A soft, gray blend of light like muted watercolors, melting into brilliant streaks of yellow and orange. Light, not darkness. The days are stretching themselves toward spring just as the trees stretch toward the sky. Beauty and hope.
It was like waking up from a dismal dream, and I realized how easy it is to trudge through days with such a narrow focus, just like I had for the first half of my drive. Testing, paperwork, meetings, and mandates. Lists that grow longer instead of shorter. Tasks like tentacles that drag me away from the joy of planning and teaching. And if I manage to get my mind off of all that, worries that flit through my head with the annoying whine of mosquitoes. How will I possibly do all of this next year, when I can barely do it now?

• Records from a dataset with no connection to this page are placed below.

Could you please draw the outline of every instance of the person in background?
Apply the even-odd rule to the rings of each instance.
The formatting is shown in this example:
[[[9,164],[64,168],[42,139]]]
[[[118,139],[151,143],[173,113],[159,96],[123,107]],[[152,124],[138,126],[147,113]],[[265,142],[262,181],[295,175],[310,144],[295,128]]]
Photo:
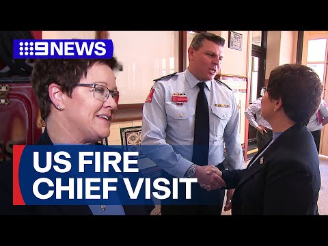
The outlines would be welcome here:
[[[322,98],[318,110],[311,117],[309,124],[306,126],[314,139],[318,153],[319,153],[321,129],[327,123],[328,123],[328,104],[325,99]]]
[[[221,175],[226,189],[236,189],[232,215],[318,215],[319,159],[306,125],[322,92],[319,77],[309,67],[285,64],[271,71],[262,115],[272,126],[272,141],[246,169],[208,171]]]
[[[223,38],[214,33],[195,35],[188,49],[189,67],[184,72],[156,79],[144,105],[141,150],[162,169],[165,178],[197,178],[199,183],[205,182],[213,189],[219,187],[224,184],[219,177],[215,174],[206,176],[206,172],[210,164],[225,169],[224,144],[228,167],[243,167],[236,98],[231,89],[215,79],[223,58],[224,43]],[[203,123],[209,124],[206,128],[209,151],[205,161],[193,161],[193,151],[197,148],[194,145],[196,100],[201,90],[209,109],[208,120],[202,119]],[[181,101],[174,101],[172,96],[179,94]],[[148,149],[147,146],[154,148]],[[198,184],[193,184],[192,197],[197,197],[196,204],[161,204],[162,215],[221,215],[224,189],[208,192]],[[232,193],[233,189],[228,191],[227,201]]]
[[[263,95],[261,94],[261,96]],[[261,99],[262,96],[254,101],[245,111],[245,116],[249,124],[257,130],[256,141],[258,150],[262,149],[272,139],[271,126],[261,115]],[[254,115],[256,115],[256,119]]]
[[[46,128],[37,145],[95,144],[109,135],[119,92],[116,59],[42,59],[31,83]],[[0,215],[150,215],[152,205],[13,206],[12,161],[0,165]]]

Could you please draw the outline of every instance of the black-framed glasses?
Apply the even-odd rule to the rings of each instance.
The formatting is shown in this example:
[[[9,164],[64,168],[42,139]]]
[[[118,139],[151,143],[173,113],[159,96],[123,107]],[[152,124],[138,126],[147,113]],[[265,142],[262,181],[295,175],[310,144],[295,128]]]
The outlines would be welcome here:
[[[116,104],[118,103],[119,92],[118,91],[112,91],[108,89],[106,86],[93,83],[78,83],[76,86],[85,86],[94,87],[94,98],[102,102],[106,102],[109,97],[109,95],[114,99]]]
[[[262,96],[264,96],[264,94],[268,92],[268,89],[266,87],[261,87],[261,92],[260,92],[260,95]]]

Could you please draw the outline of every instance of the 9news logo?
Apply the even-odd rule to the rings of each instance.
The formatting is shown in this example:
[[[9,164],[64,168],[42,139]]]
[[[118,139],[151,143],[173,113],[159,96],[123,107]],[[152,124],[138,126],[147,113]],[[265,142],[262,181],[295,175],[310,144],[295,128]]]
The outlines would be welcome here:
[[[14,40],[14,59],[111,58],[111,40]]]

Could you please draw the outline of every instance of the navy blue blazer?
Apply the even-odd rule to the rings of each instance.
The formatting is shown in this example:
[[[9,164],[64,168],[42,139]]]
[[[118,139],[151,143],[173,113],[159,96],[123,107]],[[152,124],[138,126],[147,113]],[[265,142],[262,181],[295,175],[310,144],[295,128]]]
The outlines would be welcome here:
[[[226,189],[236,188],[233,215],[318,215],[319,159],[305,126],[295,124],[284,131],[247,169],[222,174]]]
[[[46,128],[36,141],[52,145]],[[12,205],[12,160],[0,163],[0,215],[92,215],[87,205]],[[149,215],[154,205],[123,205],[126,215]]]

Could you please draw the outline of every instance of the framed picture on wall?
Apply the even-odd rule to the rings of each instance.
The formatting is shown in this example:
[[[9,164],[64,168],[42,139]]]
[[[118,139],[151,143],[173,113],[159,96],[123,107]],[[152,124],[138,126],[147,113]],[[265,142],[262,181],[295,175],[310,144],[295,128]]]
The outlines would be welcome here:
[[[243,46],[243,34],[229,31],[228,46],[230,49],[241,51]]]

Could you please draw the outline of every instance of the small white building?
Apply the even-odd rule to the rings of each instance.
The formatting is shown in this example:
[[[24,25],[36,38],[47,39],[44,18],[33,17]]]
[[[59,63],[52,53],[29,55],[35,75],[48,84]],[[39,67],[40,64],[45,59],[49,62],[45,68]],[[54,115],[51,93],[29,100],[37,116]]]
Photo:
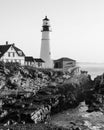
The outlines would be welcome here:
[[[15,44],[0,45],[0,61],[18,62],[21,65],[25,63],[25,54],[15,46]]]
[[[35,67],[37,68],[44,68],[45,66],[45,62],[41,58],[35,58],[34,62],[35,62]]]

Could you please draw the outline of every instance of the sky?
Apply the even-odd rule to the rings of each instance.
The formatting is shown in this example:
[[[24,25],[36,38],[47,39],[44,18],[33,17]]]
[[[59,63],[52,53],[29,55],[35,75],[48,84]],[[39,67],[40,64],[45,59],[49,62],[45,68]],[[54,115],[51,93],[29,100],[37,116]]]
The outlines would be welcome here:
[[[104,62],[104,0],[0,0],[0,44],[40,57],[46,15],[52,59]]]

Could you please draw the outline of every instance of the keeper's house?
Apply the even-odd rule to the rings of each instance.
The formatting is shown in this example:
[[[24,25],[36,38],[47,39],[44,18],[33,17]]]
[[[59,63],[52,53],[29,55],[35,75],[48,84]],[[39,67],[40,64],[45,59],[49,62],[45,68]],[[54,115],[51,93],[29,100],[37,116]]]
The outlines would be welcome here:
[[[0,61],[25,63],[25,54],[15,46],[15,44],[0,45]]]
[[[32,56],[25,57],[25,65],[33,66],[36,68],[44,68],[44,61],[41,58],[33,58]]]
[[[67,57],[63,57],[54,60],[54,68],[68,70],[69,68],[75,67],[76,61]]]

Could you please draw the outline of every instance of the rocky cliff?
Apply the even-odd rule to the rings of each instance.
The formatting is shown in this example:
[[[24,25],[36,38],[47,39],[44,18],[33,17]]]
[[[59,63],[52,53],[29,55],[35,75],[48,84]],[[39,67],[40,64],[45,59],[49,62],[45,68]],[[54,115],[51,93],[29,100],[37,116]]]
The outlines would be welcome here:
[[[48,121],[50,115],[75,108],[93,89],[86,73],[70,75],[50,69],[0,63],[0,123]]]

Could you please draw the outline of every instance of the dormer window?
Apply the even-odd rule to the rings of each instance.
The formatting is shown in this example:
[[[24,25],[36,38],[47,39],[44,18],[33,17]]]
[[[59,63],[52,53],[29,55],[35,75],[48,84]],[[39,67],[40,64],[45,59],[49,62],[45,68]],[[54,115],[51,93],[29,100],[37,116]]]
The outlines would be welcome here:
[[[8,52],[8,57],[10,57],[10,52]]]
[[[13,57],[15,57],[15,53],[13,52]]]
[[[22,51],[18,51],[18,54],[21,56],[22,55]]]

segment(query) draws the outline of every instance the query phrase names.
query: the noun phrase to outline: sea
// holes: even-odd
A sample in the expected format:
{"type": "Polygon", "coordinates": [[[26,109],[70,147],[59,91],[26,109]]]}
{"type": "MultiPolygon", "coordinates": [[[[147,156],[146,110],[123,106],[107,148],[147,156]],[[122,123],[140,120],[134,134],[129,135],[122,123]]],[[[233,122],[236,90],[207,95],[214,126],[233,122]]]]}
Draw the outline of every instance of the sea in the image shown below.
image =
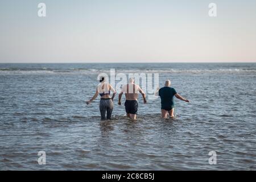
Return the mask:
{"type": "Polygon", "coordinates": [[[255,63],[0,64],[0,170],[255,170],[255,63]],[[141,76],[137,121],[86,104],[112,72],[141,76]],[[162,119],[167,79],[190,102],[162,119]]]}

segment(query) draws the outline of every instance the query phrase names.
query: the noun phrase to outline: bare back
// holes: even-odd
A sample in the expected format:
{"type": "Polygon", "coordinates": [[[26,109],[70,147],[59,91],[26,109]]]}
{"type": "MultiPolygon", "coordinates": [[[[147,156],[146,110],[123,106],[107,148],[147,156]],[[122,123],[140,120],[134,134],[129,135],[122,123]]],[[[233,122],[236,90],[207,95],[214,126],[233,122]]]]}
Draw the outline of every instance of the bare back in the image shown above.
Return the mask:
{"type": "Polygon", "coordinates": [[[138,99],[138,93],[140,92],[141,88],[139,85],[129,84],[123,86],[122,92],[125,93],[125,98],[127,101],[137,101],[138,99]]]}

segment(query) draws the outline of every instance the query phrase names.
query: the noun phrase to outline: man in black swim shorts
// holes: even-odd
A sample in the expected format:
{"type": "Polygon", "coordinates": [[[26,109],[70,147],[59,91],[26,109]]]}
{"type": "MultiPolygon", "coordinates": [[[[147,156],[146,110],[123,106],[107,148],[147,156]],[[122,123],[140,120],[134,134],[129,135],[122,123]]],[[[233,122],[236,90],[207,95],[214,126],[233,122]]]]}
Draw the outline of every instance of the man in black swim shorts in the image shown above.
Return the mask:
{"type": "Polygon", "coordinates": [[[171,80],[170,80],[166,81],[164,87],[160,89],[159,88],[158,88],[155,95],[159,96],[161,98],[161,113],[162,117],[164,118],[167,118],[167,113],[169,113],[171,117],[174,116],[174,96],[179,100],[189,102],[188,100],[178,94],[174,88],[171,87],[171,80]]]}
{"type": "Polygon", "coordinates": [[[143,98],[144,104],[147,103],[146,94],[139,85],[134,84],[134,78],[129,78],[129,84],[123,86],[121,92],[118,96],[118,105],[121,105],[121,100],[123,93],[125,94],[125,111],[127,116],[132,120],[136,120],[138,110],[138,93],[139,92],[143,98]]]}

But just like on my drive home, if I raise my eyes and clear my mind, I can see the sky:
A fun lunch group full of positive colleagues who miss me and ask about me when I have to eat at a different time due to testing. Students whose faces light up when they walk into my classroom. That glorious moment of intense silence that means they really don't want to stop when I ask them to come to a stopping place in their books. Poignant, vulnerable words from growing writers who have learned that their stories matter. Former students who stop by to say hi, borrow books, and tell me that they were talking together about what a good mom they think I'll be. Supportive, caring administrators who go out of their way to help and encourage me. Precious friends who listen closely, understand, and show they care with smiles, texts, and gifts of their time. And at home, an incredibly sweet husband who takes care of me in so many big and little ways.
When I chose my one little word for this year, I was mostly thinking about my own actions. But I see that it's just as important to notice all the LOVE that surrounds me: always there, full of beauty and hope, just like the sky.